Many drugs and drug candidates are suboptimal because of short duration of action. For example, peptides and proteins often have serum half-lives of only minutes to hours. One solution to this problem involves conjugation to circulating carriers, such as PEG, that retard kidney filtration and hence increase plasma half-life of the attached drug. We recently reported an approach to half-life extension that uses sets of self-cleaving linkers to attach drugs to macromolecular carriers. The linkers undergo β-eliminative cleavage to release the native drug with predictable half-lives ranging from a few hours to over 1 y; however, half-life extension becomes limited by the renal elimination rate of the circulating carrier. An approach to overcoming this constraint is to use noncirculating, biodegradable s.c. implants as drug carriers that are stable throughout the duration of drug release. Here, we use β-eliminative linkers to both tether drugs to and cross-link PEG hydrogels, and demonstrate tunable drug release and hydrogel erosion rates over a very wide range. By using one β-eliminative linker to tether a drug to the hydrogel, and another β-eliminative linker with a longer half-life to control polymer degradation, the system can be coordinated to release the drug before the gel undergoes complete erosion.

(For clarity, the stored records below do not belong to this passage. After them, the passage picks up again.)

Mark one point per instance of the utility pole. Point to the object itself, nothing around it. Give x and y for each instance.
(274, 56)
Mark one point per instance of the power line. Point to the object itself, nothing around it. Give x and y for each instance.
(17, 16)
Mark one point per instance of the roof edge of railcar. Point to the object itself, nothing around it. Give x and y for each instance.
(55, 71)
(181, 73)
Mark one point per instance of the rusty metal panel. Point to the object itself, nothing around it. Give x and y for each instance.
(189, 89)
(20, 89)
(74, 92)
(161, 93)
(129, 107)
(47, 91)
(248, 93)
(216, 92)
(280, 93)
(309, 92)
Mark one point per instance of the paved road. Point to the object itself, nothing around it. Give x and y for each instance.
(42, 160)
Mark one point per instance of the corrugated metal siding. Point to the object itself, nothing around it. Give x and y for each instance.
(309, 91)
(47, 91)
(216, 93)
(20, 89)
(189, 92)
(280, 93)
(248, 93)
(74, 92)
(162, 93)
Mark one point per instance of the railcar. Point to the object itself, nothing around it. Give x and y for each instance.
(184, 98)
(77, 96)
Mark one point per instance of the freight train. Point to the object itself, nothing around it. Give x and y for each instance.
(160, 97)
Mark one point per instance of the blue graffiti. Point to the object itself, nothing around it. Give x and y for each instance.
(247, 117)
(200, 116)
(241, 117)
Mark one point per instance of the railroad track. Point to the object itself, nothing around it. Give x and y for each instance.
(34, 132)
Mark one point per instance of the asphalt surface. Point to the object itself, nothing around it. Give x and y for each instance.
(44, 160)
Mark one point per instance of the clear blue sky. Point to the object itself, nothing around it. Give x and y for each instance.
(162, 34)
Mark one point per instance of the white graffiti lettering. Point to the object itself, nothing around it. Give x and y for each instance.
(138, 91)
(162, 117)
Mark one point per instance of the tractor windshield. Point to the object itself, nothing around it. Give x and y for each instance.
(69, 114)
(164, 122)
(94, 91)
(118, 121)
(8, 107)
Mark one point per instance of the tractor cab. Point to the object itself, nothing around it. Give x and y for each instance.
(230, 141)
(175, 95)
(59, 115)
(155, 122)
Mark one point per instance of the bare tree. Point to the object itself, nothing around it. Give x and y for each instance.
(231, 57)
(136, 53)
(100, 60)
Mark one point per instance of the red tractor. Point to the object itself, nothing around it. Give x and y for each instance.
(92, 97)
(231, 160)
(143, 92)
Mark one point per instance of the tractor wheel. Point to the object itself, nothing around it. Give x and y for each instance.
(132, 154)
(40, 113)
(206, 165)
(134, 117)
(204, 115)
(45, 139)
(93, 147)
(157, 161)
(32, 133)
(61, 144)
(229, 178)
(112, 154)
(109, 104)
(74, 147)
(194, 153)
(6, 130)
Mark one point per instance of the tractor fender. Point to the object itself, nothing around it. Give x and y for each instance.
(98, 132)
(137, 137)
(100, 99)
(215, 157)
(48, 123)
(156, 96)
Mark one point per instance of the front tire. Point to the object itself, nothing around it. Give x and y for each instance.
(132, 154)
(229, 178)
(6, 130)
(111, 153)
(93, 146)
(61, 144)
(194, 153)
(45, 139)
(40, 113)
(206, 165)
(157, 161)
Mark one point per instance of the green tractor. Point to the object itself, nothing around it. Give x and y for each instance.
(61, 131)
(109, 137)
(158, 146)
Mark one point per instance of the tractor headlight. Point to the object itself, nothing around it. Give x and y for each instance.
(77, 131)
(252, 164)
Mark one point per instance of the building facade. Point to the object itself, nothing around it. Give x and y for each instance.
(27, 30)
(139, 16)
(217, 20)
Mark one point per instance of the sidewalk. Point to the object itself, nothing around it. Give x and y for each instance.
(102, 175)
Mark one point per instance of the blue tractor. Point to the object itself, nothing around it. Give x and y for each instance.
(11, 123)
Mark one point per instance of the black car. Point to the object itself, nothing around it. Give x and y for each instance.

The practical utility is illustrated by a PEG hydrogel-exenatide conjugate that should allow once-a-month administration, and results indicate that the technology may serve as a generic platform for tunable ultralong half-life extension of potent therapeutics.

Scheme 1.

Fig. 1.

Drug release from polymeric gels. (A) Encapsulated drug released concomitant with gel degradation. (B) Release by linker cleavage of covalently tethered drug, followed by gel degradation.

Scheme 2.

Fig. 2.

Idealized hydrogels formed from four-arm PEG azide and (A) four-arm PEG-CO (4 × 4 gel) or (B) eight-arm PEG-CO (4 × 8 gel) with four available cyclooctynes. Circles represent a drug or drug surrogate (D) tethered to the network by a releasable linker, or an erosion probe (EP) connected by a stable linker; L1 is a β-eliminative linker that releases the drug, and L2 is a β-eliminative cleavable cross-link of the gel.

Fig. 3.

Degradation of and drug release from hydrogels. (A) Degradation of PEG hydrogels at pH 7.4, 37 °C, as measured by solubilized PEG-fluorescein fragments. Reverse-gelation times using different modulators are ClPhSO₂− = 30 h, PhSO₂− = 55 h, O(CH₂CH₂)₂NSO₂− = 22 d, CN = 105 d; the lines connecting the points are a visual guide in observing the trends of the data. (B) Release of a drug surrogate, aminoacetyl-fluorescein (AAF), using β-eliminative linkers with varying cleavage t_1/2 values. The lines show the best fit of the data to a first-order rate equation, and SEs were <4.2% of the rate constants (SI Text, Drug Release from β-Eliminative Linkers); t_RGEL was 630 ± 39 (SD) h (n = 8), and observed t_1/2 values for total drug release using different modulators were ClPhSO₂− = 33 h, PhSO₂− = 65 h, MeOPhSO₂− = 131 h, and MeSO₂− = 212 h.

Fig. 4.

Exenatide release from and erosion of hydrogel. Data obtained at pH 8.8 [k = 0.75 ± 0.057 (SE) d⁻¹] was estimated at pH 7.4 using t_pH7.4 = t_pH8.8 × 10^pH8.8–7.4 based on observations that β-eliminative cleavages are first-order in hydroxide ion for drug release (3) and gel degradation (Fig. S1); (–●–) Total exenatide released from gel (free and PEG fragments); (–■–) gel erosion. The line for exenatide release is the best exponential fit of the data, and the lines connecting the gel degradation points are a visual guide in observing the trends of the data.